Experts Weigh in on the State of Site Reliability Engineering
In today’s world, software and systems availability, performance and capacity are essential for delivering customer experience and generating revenue. Studies show that just one bad customer experience can result in churn. As a result, organizations are moving quickly to hire site reliability engineers (SREs) to support operations and boost SRE processes.
Anyone can read the canonical SRE book from Google to understand it in theory, but what does a high-performing SRE team look like in practice? Effective site reliability engineering requires a commitment to two aspects, people and the practice, explained Matt Schallert, senior software engineer at Chronosphere and former SRE at Uber and Tumblr, during a recent Techstrong DevOps.com roundtable titled “The State of SRE.”
“You need people that think about systems holistically, such as how to maintain uptime and measure service-level objectives (SLOs), especially in increasingly complex environments,” he said. “You also need the company to buy in.” This means admitting that the organization can do a better job of managing risk and uptime goals, even being willing to halt rolling out new features. A tall order.

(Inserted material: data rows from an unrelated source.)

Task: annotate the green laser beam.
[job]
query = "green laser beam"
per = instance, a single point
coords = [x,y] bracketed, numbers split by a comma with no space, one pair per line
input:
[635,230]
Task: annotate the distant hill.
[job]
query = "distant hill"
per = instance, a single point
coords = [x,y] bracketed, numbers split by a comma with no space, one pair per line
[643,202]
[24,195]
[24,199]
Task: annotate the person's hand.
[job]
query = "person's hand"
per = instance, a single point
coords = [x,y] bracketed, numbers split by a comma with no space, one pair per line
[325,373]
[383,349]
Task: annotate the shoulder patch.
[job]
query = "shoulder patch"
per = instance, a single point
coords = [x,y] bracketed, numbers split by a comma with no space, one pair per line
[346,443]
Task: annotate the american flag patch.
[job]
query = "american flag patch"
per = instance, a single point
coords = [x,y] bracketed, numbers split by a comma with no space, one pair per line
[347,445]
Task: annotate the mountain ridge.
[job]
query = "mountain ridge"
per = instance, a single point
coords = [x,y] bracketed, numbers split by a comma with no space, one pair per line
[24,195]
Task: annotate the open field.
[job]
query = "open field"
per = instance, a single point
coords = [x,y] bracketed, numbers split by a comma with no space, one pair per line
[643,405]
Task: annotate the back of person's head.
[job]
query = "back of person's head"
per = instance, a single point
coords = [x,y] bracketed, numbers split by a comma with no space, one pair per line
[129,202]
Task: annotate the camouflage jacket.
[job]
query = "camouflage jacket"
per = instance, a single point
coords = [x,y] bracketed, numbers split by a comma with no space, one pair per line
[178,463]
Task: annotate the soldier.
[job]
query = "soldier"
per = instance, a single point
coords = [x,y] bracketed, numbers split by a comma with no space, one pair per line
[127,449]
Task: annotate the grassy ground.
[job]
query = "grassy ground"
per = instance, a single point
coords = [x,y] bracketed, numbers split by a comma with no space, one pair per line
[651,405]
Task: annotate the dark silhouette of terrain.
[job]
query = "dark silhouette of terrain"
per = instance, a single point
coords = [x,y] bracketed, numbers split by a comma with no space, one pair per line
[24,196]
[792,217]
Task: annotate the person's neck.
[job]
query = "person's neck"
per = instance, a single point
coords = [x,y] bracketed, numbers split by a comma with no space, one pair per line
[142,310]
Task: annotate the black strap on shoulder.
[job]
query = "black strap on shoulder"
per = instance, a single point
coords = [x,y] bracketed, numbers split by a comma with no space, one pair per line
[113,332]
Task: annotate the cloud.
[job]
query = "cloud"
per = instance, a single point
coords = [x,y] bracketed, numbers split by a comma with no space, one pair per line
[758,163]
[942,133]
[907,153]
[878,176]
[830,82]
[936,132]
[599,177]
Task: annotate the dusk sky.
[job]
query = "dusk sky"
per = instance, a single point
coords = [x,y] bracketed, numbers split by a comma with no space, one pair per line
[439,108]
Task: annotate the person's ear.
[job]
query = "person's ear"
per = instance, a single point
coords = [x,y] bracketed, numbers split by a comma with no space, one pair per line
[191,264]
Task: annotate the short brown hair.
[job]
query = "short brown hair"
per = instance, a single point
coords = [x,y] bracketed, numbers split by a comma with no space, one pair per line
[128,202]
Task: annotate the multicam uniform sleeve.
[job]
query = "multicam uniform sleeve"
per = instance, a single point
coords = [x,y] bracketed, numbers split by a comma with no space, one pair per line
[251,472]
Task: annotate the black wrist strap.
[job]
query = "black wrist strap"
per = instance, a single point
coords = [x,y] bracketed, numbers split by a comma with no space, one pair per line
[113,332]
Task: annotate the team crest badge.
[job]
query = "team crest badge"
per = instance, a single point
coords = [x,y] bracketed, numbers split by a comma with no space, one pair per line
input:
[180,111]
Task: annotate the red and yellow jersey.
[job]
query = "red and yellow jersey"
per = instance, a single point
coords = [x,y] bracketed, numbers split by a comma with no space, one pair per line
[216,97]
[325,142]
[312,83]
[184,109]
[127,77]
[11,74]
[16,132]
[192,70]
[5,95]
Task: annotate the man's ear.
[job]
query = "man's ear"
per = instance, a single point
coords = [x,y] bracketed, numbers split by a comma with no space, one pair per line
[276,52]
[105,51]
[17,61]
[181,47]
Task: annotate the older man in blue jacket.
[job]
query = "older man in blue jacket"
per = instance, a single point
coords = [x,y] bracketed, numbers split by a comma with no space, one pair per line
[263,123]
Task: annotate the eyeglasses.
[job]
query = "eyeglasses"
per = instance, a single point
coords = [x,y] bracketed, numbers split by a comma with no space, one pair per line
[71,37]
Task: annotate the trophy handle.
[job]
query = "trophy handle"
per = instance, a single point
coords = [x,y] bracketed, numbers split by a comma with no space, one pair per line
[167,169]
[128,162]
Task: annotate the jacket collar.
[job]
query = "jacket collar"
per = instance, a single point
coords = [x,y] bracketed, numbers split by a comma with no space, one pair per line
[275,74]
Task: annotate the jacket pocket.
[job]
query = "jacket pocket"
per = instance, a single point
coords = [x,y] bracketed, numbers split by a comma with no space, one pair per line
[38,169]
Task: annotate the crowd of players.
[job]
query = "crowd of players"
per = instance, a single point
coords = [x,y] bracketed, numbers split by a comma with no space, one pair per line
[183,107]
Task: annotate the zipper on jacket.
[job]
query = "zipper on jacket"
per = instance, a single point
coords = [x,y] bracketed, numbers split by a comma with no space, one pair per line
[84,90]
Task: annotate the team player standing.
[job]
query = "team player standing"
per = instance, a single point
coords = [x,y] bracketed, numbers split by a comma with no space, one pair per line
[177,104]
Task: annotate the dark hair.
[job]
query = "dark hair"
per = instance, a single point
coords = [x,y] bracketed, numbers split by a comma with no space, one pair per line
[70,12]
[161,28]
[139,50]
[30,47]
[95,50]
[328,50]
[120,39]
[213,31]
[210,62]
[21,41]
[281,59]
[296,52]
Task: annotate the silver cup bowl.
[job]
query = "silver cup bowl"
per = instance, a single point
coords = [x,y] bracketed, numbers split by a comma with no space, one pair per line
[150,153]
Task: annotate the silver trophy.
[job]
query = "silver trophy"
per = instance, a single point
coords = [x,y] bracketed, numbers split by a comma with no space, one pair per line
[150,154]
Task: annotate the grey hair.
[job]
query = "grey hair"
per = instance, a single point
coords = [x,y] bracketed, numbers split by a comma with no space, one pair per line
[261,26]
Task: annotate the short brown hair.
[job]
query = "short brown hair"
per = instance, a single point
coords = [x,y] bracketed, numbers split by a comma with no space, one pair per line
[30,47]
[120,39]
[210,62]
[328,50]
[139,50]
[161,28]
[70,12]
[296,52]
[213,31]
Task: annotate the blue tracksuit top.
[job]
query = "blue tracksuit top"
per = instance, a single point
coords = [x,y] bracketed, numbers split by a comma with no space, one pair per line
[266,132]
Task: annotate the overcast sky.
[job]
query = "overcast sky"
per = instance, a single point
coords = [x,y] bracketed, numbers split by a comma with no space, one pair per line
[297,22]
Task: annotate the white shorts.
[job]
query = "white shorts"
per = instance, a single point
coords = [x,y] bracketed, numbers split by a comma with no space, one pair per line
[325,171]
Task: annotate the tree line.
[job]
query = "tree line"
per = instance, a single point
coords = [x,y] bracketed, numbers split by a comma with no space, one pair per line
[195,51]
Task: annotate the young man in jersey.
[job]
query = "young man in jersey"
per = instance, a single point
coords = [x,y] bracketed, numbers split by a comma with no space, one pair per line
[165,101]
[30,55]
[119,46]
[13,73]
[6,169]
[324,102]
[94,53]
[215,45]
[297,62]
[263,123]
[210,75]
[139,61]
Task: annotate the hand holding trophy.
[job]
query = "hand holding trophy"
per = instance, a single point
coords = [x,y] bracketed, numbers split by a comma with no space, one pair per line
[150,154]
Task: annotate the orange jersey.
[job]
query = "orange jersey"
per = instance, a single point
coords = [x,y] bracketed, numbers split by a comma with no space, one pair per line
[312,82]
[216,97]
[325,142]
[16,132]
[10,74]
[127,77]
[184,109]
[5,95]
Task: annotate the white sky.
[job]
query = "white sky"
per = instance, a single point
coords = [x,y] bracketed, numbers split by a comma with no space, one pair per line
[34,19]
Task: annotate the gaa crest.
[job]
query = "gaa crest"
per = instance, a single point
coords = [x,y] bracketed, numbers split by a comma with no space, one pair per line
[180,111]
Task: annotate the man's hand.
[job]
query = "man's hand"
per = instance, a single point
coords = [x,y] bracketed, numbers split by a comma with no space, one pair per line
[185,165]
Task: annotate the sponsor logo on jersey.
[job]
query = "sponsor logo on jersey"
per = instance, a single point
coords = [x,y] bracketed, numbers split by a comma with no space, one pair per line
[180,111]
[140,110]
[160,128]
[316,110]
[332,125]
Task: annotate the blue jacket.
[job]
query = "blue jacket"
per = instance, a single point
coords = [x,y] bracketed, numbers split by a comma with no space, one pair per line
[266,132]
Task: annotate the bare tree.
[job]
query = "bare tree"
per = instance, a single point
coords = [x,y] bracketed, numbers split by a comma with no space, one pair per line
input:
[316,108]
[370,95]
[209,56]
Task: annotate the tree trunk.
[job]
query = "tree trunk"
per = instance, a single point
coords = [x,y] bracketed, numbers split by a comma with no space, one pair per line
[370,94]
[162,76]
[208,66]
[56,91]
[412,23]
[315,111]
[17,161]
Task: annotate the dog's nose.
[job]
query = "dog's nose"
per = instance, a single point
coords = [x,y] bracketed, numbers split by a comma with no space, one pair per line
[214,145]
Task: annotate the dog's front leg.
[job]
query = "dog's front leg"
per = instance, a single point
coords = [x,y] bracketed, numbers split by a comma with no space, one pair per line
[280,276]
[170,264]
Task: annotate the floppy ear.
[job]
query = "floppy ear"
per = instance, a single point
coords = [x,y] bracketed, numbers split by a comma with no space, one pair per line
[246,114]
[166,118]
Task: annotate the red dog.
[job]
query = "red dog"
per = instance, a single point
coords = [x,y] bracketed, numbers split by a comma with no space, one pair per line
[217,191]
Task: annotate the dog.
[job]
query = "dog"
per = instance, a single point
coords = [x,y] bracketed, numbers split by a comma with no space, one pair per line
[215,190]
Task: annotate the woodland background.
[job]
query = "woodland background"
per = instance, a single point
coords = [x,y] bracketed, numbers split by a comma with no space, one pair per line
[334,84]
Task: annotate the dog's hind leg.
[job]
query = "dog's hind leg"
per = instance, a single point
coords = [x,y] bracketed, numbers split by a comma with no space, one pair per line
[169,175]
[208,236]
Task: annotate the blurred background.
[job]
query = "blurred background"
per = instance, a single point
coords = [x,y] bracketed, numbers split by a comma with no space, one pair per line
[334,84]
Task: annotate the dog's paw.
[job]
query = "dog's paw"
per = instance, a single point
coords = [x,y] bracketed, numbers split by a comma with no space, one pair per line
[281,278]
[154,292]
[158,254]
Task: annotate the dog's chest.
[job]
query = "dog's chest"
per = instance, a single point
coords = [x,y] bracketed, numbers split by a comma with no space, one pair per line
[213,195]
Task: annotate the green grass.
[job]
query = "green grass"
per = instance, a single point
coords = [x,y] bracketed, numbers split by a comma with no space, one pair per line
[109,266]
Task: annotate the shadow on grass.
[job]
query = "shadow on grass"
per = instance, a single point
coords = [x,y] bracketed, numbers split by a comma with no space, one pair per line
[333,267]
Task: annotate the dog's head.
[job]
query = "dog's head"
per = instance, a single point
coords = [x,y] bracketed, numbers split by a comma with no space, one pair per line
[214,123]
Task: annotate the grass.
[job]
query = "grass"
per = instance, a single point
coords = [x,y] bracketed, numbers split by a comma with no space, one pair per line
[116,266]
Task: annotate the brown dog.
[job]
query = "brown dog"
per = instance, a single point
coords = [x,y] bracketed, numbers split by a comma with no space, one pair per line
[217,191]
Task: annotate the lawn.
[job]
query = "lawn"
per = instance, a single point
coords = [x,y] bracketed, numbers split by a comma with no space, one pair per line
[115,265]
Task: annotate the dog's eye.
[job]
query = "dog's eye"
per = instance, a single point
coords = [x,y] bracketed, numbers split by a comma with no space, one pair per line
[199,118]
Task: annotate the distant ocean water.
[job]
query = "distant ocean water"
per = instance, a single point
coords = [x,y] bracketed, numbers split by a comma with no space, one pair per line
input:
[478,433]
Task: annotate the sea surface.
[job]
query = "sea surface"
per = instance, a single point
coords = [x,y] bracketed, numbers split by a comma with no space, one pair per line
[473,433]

Schallert joined Techstrong Group moderator, Michael Vizard, for a lively discussion on how site reliability engineering has changed from a buzzword to a coveted position, and the role observability plays in the day-to-day life of an SRE. Other participants in the discussion included Uma Mukkara, head of chaos engineering at Harness, John Turner, manager of customer engineering at strongDM, and Nung Bedell, SRE/customer reliability engineer at Fairwinds.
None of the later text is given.